But a day came when the freedom and ability of the first Adam to obey the will of his Creator tragically died. Sin entered the world through one man, and death through sin (Romans 5:12). Now, without a ‘body prepared’ specifically for the task, there could be no Saviour capable of redeeming any sinner. In the first Adam human nature had signally failed; now it must be shown that in the last Adam human nature can succeed in pleasing God.
Animal sacrifices, even though ordered by Divine instruction, would not do. Something much deeper than external sacrifices is God’s requirement. Hence ‘a body is prepared’ – a body with opened ears and an obedient, willing heart to please God (Isaiah 40:4-5). The merit of such a holy life could be offered, through death, in sacrifice to God (Isaiah 53:10). But that body must be wholly free from any taint of the sin that the first Adam bestowed upon all his descendants. Hence the conception by the Holy Spirit (Luke 1:35), which act made the last Adam unique, a Saviour without equal. Being a human body and rational soul made it possible that the offering of it could be by death, the separation of soul and body.
Because this death was to be the confirmation of a new covenant, blood must be shed which only a body contains (Hebrews 9:22). A body is essential to make the sacrifice of death visible and real and therefore credible. And the staggering thing is that, in that body, all the fulness of the Deity was living in bodily form (Colossians 2:9). By entering into human flesh, though without its sin, the last Adam entered into actual union with those of humankind whom he came to redeem, thus qualifying himself to be their substitute Saviour, able to taste death for them (Hebrews 2:14).
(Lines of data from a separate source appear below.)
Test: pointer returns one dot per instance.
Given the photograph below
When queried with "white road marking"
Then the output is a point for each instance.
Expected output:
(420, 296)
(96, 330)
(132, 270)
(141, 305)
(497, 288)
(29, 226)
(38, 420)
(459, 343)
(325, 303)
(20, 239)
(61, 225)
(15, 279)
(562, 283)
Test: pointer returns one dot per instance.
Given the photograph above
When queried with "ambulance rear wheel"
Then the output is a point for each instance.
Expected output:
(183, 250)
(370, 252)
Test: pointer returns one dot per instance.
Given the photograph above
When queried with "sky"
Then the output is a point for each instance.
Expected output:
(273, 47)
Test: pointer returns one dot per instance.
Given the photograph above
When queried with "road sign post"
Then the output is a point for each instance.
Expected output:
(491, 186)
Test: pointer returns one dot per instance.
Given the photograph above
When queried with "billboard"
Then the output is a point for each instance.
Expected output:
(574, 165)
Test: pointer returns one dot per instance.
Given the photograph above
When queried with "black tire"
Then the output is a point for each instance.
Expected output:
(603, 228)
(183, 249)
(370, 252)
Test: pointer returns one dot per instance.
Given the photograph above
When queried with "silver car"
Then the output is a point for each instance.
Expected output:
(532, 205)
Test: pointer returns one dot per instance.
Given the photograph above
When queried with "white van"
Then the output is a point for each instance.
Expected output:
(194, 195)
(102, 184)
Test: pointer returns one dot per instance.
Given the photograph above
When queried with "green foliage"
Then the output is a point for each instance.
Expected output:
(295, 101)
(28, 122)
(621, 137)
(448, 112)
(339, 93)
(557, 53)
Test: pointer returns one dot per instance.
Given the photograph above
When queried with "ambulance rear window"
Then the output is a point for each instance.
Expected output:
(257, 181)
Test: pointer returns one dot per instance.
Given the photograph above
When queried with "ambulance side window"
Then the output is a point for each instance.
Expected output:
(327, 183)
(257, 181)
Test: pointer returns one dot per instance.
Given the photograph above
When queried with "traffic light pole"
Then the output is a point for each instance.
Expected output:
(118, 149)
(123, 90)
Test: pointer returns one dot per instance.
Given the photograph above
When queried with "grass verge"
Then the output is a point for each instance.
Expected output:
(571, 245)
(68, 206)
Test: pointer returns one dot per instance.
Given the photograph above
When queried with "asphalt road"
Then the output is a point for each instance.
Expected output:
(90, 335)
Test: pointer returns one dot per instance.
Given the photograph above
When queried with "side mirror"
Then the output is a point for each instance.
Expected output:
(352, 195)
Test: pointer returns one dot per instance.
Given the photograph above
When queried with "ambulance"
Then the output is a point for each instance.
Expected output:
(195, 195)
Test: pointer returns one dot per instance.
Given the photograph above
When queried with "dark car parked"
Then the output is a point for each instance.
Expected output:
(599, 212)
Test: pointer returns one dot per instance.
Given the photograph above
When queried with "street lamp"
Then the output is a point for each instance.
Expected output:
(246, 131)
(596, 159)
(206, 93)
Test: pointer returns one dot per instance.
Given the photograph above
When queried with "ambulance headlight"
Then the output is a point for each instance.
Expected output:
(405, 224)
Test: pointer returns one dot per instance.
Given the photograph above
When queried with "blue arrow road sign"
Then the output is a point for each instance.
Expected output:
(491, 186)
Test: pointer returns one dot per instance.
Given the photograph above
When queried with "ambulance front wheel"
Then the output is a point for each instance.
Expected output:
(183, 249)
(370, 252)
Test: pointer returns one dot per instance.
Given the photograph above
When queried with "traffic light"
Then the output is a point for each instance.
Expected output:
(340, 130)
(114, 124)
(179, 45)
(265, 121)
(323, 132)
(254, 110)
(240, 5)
By a bodily resurrection from among the dead the last Adam brought the hope of everlasting glory to those redeemed who, all their lives, had lived under the fear of death (1 Peter 1:3).
No wonder the author of Hebrews used a strong word for our word ‘prepared’; it is a word not often used in the New Testament, which has the sense of ‘to make fully ready’. What more could God have done than he has done for us and our salvation – miracle upon miracle, tumbling over each other in a divine determination to have the redemption of sinners accomplished! Doesn’t our tinsel look inadequate, now?